Faith is like the plane I am sitting on right now as I write this blog post. As the plane thrusted down the runway a few moments ago, I couldn’t help but wonder to myself, “Are we going to get off the ground?” Even though I have flown many, many times before, that thought always seems to come flooding back into my mind at takeoff. Maybe what I am really pondering is, “Is flight possible for this heavy object, and is there enough power to make it a reality?”
In Hebrews 11:1 (NIV) it says, “Now faith is confidence in what we hope for and assurance about what we do not see.” Faith is like the confidence we have for flight. Faith is being open to the possibility of something unbelievable happening–like a heavy vehicle floating on air. It’s surrendering control to God, similar to when we allow a pilot to steer the plane. It’s knowing that ultimately God’s hands hold you like the airplane itself, as He softly carries your life from one destination to another. It’s knowing that His power is the engine that makes it all possible. When we are full of faith, our lives can achieve spiritual lift off and begin to soar to new heights of possibility.

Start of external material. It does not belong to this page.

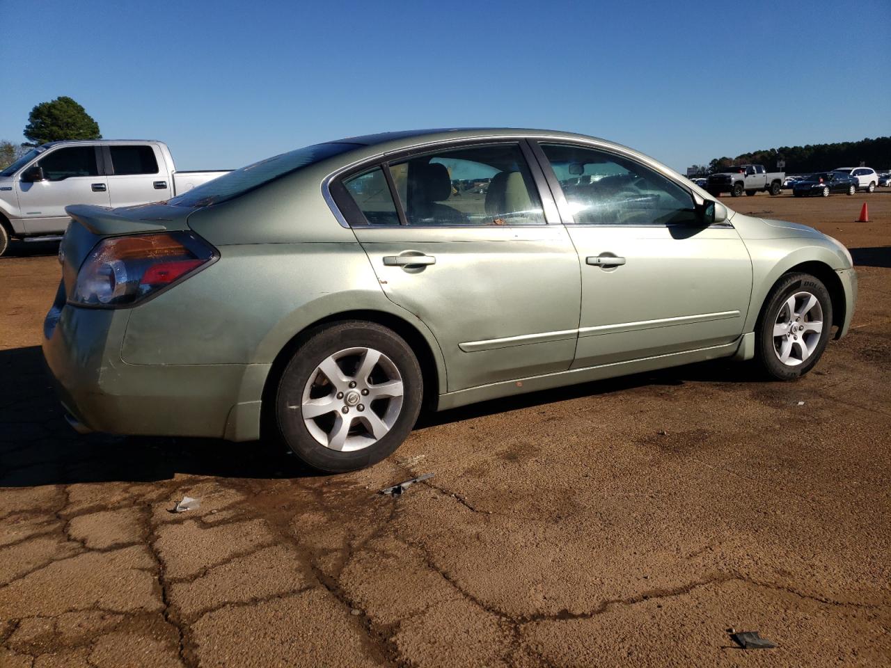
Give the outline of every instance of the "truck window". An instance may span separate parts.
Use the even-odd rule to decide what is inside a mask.
[[[59,149],[37,162],[47,181],[64,181],[71,176],[98,176],[96,150],[93,146]]]
[[[158,174],[158,160],[151,146],[110,146],[114,174]]]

There are four key principles that I like to remember when it comes to faith. These are concepts that help me personally add explosive power to my small amounts of faith.
Hebrews 11:6a (NIV) says, “And without faith it is impossible to please God…” Many people think that in order to please God you have to do certain things or be a certain way. The sad part is that a propensity to turn relationship into religious ritual is what ultimately kills faith. We can be as obedient as we want, but without faith, we are just going through the motions.
Faith, instead, is more like an invisible love letter to God that says, “God, I love You enough to trust You with my life and future. I can’t earn Your love through good deeds. Instead, I will love You, fully knowing that You hold my life in Your hands.” When we trust God and live in obedience, we bring Him joy.
Hebrews 11:6b (NIV) says, “…anyone who comes to him must believe that he (God) exists and that he rewards those who earnestly seek him.” It takes discipline to accomplish anything of value, especially anything of eternal value. Having a lack of faith is our first instinct–it’s called anxiety and fear. It’s easy to doubt or try to take matters into our hands in the midst of trials. Faith takes discipline because faith is a muscle. One of the most important ways that faith flexes its muscle is when we look to God through prayer. When the faith muscle is flexed enough, it will produce spiritual, muscle-memory that makes believing and seeing new possibilities our first instinct.
Faith has everything to do with believing what could happen in a future sense. Faith is always about believing that something is possible and could happen through God’s Divine power. This allows us to not stay focused on our current situation, but instead focus on a God-injected future. Eliminating the fixation on trials that unravel right in front of our eyes allows us to raise our gaze toward Heaven and a preferred future of what God may have for us.
Faith is believing the future can be changed and that belief ultimately impacts the present. Faith always impacts the present because it changes the way we feel now. When we have faith, the emotion of hope begins to follow this choice.
At take-off, I had to believe we were going to make it to our destination. Faith is so needed in life. Life is always providing us with turbulence and cross winds that hinder our forward progress, but when we trust God during these times, we will find ourselves rising above the difficulties below. Our faith sends the ultimate message to God that we love and trust Him.